Deep in his 500-page report blasting the FBI’s handling of the Hillary Clinton email investigation, Inspector General Michael E. Horowitz assessed a topic of keen interest to President Trump: the bureau’s former deputy director, Andrew McCabe, and political donations received by his wife.

Trump has highlighted the donations in recent months, suggesting that Jill McCabe’s taking hundreds of thousands of dollars from a group controlled by then-Virginia Gov. Terry McAuliffe (D) to support her run for a state legislative seat might have biased her husband in favor of Clinton, a longtime McAuliffe ally.

The report, though, largely seemed to rebut the president’s claims.

Even an extended, law-enforcement-sensitive version of Horowitz’s report found that McCabe was not required to recuse himself from Clinton-related investigations, though he did so voluntarily in late November. Horowitz also found that McCabe rightly recused himself from a separate investigation into McAuliffe for his finances and possible violations of the Foreign Agents Registration Act.

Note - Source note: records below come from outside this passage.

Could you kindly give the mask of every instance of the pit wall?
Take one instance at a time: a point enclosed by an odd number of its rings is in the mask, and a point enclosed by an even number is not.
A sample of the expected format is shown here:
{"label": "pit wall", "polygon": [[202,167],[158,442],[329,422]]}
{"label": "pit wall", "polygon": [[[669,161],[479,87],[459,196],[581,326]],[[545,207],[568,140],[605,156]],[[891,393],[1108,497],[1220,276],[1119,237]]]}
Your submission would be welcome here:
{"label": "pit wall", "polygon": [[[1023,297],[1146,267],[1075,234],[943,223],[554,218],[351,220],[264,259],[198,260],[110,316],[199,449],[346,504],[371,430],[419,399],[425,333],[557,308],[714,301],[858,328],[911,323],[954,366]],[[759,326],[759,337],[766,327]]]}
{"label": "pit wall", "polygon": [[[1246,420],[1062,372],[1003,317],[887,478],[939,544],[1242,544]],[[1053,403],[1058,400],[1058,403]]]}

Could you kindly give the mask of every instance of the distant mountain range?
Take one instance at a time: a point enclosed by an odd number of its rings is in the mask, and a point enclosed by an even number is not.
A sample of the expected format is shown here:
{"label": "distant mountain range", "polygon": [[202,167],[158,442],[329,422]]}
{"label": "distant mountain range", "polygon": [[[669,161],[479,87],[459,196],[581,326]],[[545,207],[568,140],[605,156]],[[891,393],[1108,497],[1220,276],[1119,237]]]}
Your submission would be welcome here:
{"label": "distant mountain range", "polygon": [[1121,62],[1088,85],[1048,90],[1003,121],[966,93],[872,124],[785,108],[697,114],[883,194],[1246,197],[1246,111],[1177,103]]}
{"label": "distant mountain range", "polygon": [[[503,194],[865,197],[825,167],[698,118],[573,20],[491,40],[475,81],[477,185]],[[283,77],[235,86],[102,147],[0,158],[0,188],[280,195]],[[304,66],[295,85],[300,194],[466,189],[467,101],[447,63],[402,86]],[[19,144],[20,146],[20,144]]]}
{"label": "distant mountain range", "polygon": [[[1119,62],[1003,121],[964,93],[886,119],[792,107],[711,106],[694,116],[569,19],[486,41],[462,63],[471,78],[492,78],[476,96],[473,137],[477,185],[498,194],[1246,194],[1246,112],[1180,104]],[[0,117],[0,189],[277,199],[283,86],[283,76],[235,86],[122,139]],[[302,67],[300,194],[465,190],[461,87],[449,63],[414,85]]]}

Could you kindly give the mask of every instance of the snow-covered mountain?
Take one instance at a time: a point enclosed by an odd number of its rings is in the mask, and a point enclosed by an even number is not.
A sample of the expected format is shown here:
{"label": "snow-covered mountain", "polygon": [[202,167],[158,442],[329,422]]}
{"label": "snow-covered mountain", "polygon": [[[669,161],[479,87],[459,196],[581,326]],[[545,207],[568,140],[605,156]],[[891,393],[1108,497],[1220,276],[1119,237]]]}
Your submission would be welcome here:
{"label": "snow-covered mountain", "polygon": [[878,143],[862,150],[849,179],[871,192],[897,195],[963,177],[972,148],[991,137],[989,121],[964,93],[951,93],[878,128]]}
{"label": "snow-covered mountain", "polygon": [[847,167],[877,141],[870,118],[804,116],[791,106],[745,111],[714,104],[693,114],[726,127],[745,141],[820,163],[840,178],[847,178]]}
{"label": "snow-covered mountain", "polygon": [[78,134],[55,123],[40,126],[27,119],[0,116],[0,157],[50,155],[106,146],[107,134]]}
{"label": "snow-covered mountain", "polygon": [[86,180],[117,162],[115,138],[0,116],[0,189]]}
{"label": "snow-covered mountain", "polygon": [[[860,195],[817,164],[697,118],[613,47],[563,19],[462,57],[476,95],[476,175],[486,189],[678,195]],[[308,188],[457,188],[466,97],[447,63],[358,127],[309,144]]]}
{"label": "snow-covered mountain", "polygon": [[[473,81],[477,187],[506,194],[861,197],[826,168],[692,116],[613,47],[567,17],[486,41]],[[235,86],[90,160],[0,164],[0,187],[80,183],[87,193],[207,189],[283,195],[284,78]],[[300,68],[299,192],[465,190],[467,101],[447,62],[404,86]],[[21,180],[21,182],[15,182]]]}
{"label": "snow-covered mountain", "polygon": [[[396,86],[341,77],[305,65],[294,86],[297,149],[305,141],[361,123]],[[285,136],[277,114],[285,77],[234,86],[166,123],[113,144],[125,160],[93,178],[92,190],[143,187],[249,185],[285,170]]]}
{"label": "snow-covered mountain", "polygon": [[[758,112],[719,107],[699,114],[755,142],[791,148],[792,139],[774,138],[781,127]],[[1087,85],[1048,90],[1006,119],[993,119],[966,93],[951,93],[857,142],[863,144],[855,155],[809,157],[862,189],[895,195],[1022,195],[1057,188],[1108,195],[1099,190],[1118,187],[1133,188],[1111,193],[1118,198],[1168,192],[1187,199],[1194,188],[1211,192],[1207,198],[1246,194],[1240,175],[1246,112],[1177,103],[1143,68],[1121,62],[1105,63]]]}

The report raises questions about whether McCabe honored his recusals completely, and it faults FBI ethics officials as not appreciating “the potential significant implications to McCabe and the FBI” from the campaign contributions. But the blows are glancing at best — a far cry from the April inspector general report that alleged McCabe misled investigators exploring a media leak. Those findings ultimately led to McCabe’s ouster from the FBI, and he is now facing an investigation by the U.S. Attorney’s Office in the District into whether he committed a crime.

Michael R. Bromwich, McCabe’s lawyer, said in a statement, “In short, the report demonstrates that any and all claims that political bias or political influence affected Mr. McCabe’s actions, including charges from the President and other critics, are entirely baseless.”

He added that he was “troubled” by the inspector general’s decision to not release all of his findings about McCabe’s recusal publicly. The inspector general attached to the report a “law enforcement sensitive” appendix about the FBI’s former No. 2 official.

“We believe that anything and everything relating to Mr. McCabe’s recusals should be made public, and neither DOJ nor the OIG should do anything to conceal any aspect of it,” Bromwich said.

The law-enforcement-sensitive version of the report does not offer any dramatic new information about McCabe compared with the public version, according to a copy reviewed by The Washington Post.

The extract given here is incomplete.